SONG

Little Boy Blue, come blow up your horn,
Summon the day of deliverance in: We are weary of bearing the burden of scorn
As we yearn for the home that we never shall win;
For here there is weeping and sorrow and sin.
And the poor and the weak are a spoil for the strong!
Ah, when shall the song of the ransomed begin?
The world is grown weary with waiting so long.

Little Boy Blue, you are gallant and brave,
There was never a doubt in those clear bright eyes.
Come, challenge the grim dark Gates of the Grave
As the skylark sings to those infinite skies!
This world is a dream, say the old and the wise,
And its rainbows arise o'er the false and the true;
But the mists of the morning are made of our sighs,—
Ah, shatter them, scatter them, Little Boy Blue!
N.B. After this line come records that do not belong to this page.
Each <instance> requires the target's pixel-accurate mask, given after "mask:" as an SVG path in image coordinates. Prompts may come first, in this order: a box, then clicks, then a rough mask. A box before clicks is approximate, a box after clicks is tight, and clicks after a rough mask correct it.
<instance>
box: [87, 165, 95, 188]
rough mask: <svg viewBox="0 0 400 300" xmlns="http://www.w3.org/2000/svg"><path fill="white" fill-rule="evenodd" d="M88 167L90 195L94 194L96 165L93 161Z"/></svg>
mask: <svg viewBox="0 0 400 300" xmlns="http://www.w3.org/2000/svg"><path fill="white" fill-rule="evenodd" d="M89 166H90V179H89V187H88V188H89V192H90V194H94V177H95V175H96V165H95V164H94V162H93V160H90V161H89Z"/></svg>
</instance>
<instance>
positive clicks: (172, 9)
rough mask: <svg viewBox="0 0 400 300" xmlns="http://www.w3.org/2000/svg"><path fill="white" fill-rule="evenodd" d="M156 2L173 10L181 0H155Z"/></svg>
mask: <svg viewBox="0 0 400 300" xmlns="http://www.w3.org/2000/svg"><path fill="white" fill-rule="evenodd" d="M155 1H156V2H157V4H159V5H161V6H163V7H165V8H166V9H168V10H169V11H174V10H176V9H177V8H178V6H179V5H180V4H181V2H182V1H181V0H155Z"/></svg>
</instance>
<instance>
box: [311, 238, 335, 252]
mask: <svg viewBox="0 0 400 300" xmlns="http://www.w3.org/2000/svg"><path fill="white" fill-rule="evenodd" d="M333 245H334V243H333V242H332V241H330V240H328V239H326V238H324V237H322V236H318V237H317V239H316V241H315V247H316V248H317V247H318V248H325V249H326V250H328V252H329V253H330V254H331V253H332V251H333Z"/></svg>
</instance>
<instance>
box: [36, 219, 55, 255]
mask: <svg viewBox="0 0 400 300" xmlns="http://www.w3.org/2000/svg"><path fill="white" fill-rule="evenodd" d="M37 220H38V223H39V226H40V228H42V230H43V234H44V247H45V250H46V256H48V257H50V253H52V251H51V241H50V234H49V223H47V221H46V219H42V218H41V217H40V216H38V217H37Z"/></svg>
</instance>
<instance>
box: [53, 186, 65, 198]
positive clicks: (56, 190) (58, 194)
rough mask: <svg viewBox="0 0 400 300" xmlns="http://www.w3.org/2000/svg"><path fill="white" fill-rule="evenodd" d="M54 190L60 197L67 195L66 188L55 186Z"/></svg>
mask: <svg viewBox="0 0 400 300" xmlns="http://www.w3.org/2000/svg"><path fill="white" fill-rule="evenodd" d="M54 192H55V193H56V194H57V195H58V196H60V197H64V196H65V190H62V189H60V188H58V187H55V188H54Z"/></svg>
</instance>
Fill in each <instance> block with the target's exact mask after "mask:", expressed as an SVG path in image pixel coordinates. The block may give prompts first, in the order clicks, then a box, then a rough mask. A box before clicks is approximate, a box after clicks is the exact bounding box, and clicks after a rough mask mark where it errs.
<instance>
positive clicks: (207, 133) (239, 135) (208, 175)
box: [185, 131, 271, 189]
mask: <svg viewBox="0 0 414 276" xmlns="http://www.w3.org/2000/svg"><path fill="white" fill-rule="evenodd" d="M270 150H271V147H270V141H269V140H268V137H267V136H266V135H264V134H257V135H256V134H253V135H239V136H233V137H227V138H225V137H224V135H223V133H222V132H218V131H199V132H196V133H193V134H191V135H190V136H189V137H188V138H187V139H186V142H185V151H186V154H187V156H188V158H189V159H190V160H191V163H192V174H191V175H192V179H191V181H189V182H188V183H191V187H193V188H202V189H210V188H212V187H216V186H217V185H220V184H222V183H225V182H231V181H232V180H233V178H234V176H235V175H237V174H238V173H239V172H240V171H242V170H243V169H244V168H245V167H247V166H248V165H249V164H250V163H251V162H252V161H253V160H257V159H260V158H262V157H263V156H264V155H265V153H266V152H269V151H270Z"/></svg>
Little Boy Blue, if the child-heart knows,
Sound but a note as a little one may;
And the thorns of the desert shall bloom with the rose,
And the Healer shall wipe all tears away;
Little Boy Blue, we are all astray,
The sheep's in the meadow, the cow's in the corn,
Ah, set the world right, as a little one may;
Little Boy Blue, come blow up your horn!

Yes; and there between the trees
Circled with a misty gleam
Like the light a mourner sees
Round an angel in a dream;
Was it he? oh, brave and slim,
Straight and clad in æry blue,
Lifting to his lips the dim
Golden horn? We never knew!

Never; for a witch's hair
Flooded all the moonlit sky,
And he vanished, then and there,
In the twinkling of an eye: Just as either boyish cheek
Puffed to set the world aright,
Ere the golden horn could speak
Round him flowed the purple night.

* * * *

At last we came to a round black road
That tunnelled through the woods and showed,
Or so we thought, a good clear way
Back to the upper lands of day;
Great silken cables overhead
In many a mighty mesh were spread
Netting the rounded arch, no doubt
To keep the weight of leafage out.
And, as the tunnel narrowed down,
So thick and close the cords had grown
No leaf could through their meshes stray,
And the faint moonlight died away;
Only a strange grey glimmer shone
To guide our weary footsteps on,
Until, tired out, we stood before
The end, a great grey silken door.

Then from out a weird old wicket, overgrown with shaggy hair
Like a weird and wicked eyebrow round a weird and wicked eye,
Two great eyeballs and a beard
For one ghastly moment peered
At our faces with a sudden stealthy stare:
Then the door was open wide,
And a hideous hermit cried
With a shy and soothing smile from out his lair,
Won't you walk into my parlour? I can make you cosy there!

And we couldn't quite remember where we'd heard that phrase before,
As the great grey-bearded ogre stood beside his open door;
But an echo seemed to answer from a land beyond the sky—
Won't you walk into my parlour? said the spider to the fly!